ДЖЕЙМС РАССЕЛ ЛОУЭЛЛ

Соединенные Штаты произвели авторов немало; среди некоторых имен, возможно, не самых известных на популярном языке, есть два или три имени их поэтов; но они едва ли дали миру более одного литератора — рассудительного, судебного, бескорыстного, терпеливого, счастливого, умеренного, восхищенного. Колониальные дни, с «болезненными» священнослужителями, которые принесли приход в пустыню; экспериментальный период амбиций и попыток литературы, которая должна быть молодой, как почва, и намного моложе расы; годы гражданской войны, с литературой, которая соответствовала самосознательному и неэкспертному героизму армии; — ни один из этих периодов национальной жизни не мог быть достойно представлен литератором. И хотя Джеймс Рассел Лоуэлл был современником «трансценденталистов» и человеком среднего возраста, когда Юг отделился, и хотя, действительно, его слава как янки-юмориста должна быть различима сквозь дым и пыль, сквозь серьезность и бурлеск войны, ясно на другой стороне, все же он был фактически дитя национального досуга, умеренности и образования, американец семидесятых годов и далее.

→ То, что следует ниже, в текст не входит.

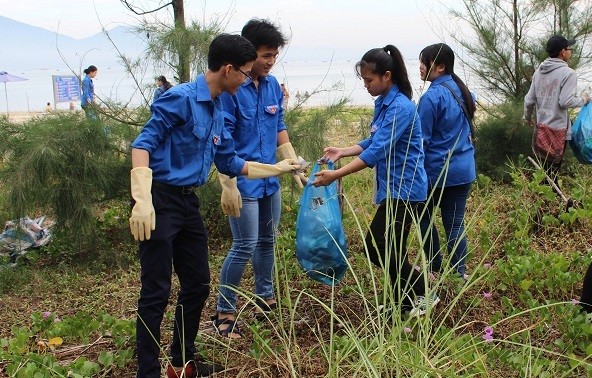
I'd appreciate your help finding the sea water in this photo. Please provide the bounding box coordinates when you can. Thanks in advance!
[0,60,471,113]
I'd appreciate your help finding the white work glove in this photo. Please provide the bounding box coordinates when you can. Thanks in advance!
[130,167,156,241]
[277,142,308,189]
[218,173,243,218]
[247,159,300,179]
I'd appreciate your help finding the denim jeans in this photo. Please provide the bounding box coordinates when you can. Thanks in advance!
[420,183,471,276]
[217,190,282,313]
[365,199,426,306]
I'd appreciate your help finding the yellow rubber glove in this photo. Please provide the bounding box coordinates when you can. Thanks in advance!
[247,159,300,178]
[277,142,308,189]
[130,167,156,241]
[218,173,243,218]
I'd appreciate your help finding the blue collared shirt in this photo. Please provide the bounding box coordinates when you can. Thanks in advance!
[358,85,427,203]
[417,75,477,187]
[132,74,245,186]
[80,75,95,106]
[220,75,286,198]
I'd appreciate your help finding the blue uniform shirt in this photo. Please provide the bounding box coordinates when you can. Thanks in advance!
[80,75,95,106]
[418,75,476,187]
[358,85,427,203]
[132,74,245,186]
[220,75,286,198]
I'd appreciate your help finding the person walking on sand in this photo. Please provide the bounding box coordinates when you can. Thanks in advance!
[152,75,173,103]
[129,34,300,378]
[524,34,590,187]
[80,65,99,120]
[213,19,302,338]
[417,43,477,279]
[312,45,440,316]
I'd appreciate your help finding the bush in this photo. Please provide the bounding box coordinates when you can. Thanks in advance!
[475,103,533,182]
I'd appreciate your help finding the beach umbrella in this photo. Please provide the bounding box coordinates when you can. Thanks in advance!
[0,71,29,115]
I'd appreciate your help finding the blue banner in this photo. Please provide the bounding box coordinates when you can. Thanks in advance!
[51,75,80,104]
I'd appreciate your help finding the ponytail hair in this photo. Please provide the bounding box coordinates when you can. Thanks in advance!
[156,75,173,91]
[356,45,413,99]
[84,64,97,75]
[419,43,477,120]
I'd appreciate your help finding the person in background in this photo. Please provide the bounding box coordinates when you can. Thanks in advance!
[312,45,440,316]
[80,65,99,120]
[524,34,590,187]
[129,34,299,378]
[417,43,477,279]
[213,19,302,338]
[152,75,173,103]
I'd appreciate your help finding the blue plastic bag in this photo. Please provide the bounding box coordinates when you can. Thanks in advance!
[569,104,592,164]
[296,163,347,285]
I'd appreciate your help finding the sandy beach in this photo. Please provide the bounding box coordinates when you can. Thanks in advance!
[1,110,65,123]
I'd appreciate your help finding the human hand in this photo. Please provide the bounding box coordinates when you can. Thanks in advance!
[312,169,338,186]
[129,167,156,241]
[218,173,243,218]
[247,159,301,179]
[320,147,343,163]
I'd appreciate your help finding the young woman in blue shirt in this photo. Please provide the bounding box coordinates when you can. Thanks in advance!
[80,65,99,119]
[312,45,439,316]
[418,43,476,279]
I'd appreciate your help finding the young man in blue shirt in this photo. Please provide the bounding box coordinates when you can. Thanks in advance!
[214,19,302,338]
[130,34,298,378]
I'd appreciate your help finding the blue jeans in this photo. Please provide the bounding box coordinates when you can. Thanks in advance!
[217,190,282,313]
[420,183,471,275]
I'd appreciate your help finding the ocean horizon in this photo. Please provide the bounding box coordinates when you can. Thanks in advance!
[0,59,486,113]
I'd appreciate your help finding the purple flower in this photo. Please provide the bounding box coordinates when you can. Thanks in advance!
[481,326,493,343]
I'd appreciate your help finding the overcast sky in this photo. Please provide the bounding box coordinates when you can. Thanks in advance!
[0,0,459,59]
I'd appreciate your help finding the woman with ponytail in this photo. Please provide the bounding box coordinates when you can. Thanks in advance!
[313,45,439,316]
[80,65,99,120]
[418,43,476,279]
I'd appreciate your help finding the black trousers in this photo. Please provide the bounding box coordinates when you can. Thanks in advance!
[136,186,210,378]
[365,199,425,306]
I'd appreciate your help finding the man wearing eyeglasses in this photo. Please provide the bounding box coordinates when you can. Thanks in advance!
[524,35,590,190]
[131,34,300,378]
[214,19,302,338]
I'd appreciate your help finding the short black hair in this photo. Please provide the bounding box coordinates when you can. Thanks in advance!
[241,18,286,49]
[208,33,257,71]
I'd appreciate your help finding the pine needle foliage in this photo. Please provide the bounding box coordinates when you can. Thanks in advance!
[0,114,130,248]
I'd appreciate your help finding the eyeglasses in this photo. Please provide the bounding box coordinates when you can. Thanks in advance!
[233,66,252,80]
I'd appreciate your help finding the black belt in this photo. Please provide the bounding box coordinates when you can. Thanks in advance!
[152,181,197,194]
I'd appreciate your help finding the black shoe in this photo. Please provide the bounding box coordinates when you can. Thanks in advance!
[195,361,225,377]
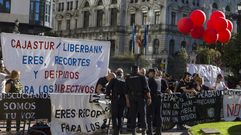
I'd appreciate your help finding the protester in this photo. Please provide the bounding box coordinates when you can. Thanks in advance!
[0,60,10,94]
[95,70,115,95]
[236,81,241,89]
[106,68,129,135]
[211,74,229,90]
[146,69,163,135]
[126,66,151,135]
[5,70,23,132]
[5,70,23,93]
[193,74,211,92]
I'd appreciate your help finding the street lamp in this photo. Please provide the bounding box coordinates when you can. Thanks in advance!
[237,3,241,33]
[13,19,19,33]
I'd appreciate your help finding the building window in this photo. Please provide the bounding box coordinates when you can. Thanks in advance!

Он представлял малопризнанный факт, что в зрелости, а не в сырости, заключается превосходство американцев — превосходство, которым они должны довольствоваться, чтобы делиться с современными нациями, как бы дорого им ни стоило отказаться от мы не знаем каких скачущих амбиций, которые они никогда не преуспели в определенном описании словами. Мистер Лоуэлл был опровержением заблуждения, что американец никогда не может быть достаточно американцем. Он стоял в одном ряду со студентами и критиками среди всех наций, и ничто не отмечает его трансатлантические условия, кроме, возможно, того, что его ученость немного тревожна и не хотела бы казаться таковой; он обогащает свои фразы суетливо, и все же хотел бы казаться спокойным; он заставляет свои аллюзии ступать тесно одна за другой, и есть предполагаемая небрежность, и плохо скрытая бдительность относительно того, какой эффект их количество и их эрудиция произведут на читателя. Американская чувствительность принимает с ним ту самую приятную форму; его стиль признается больше, чем он думает, в любви к слабости национального тщеславия, и просит незнакомца время от времени: «Ну, что вы думаете о моей стране?»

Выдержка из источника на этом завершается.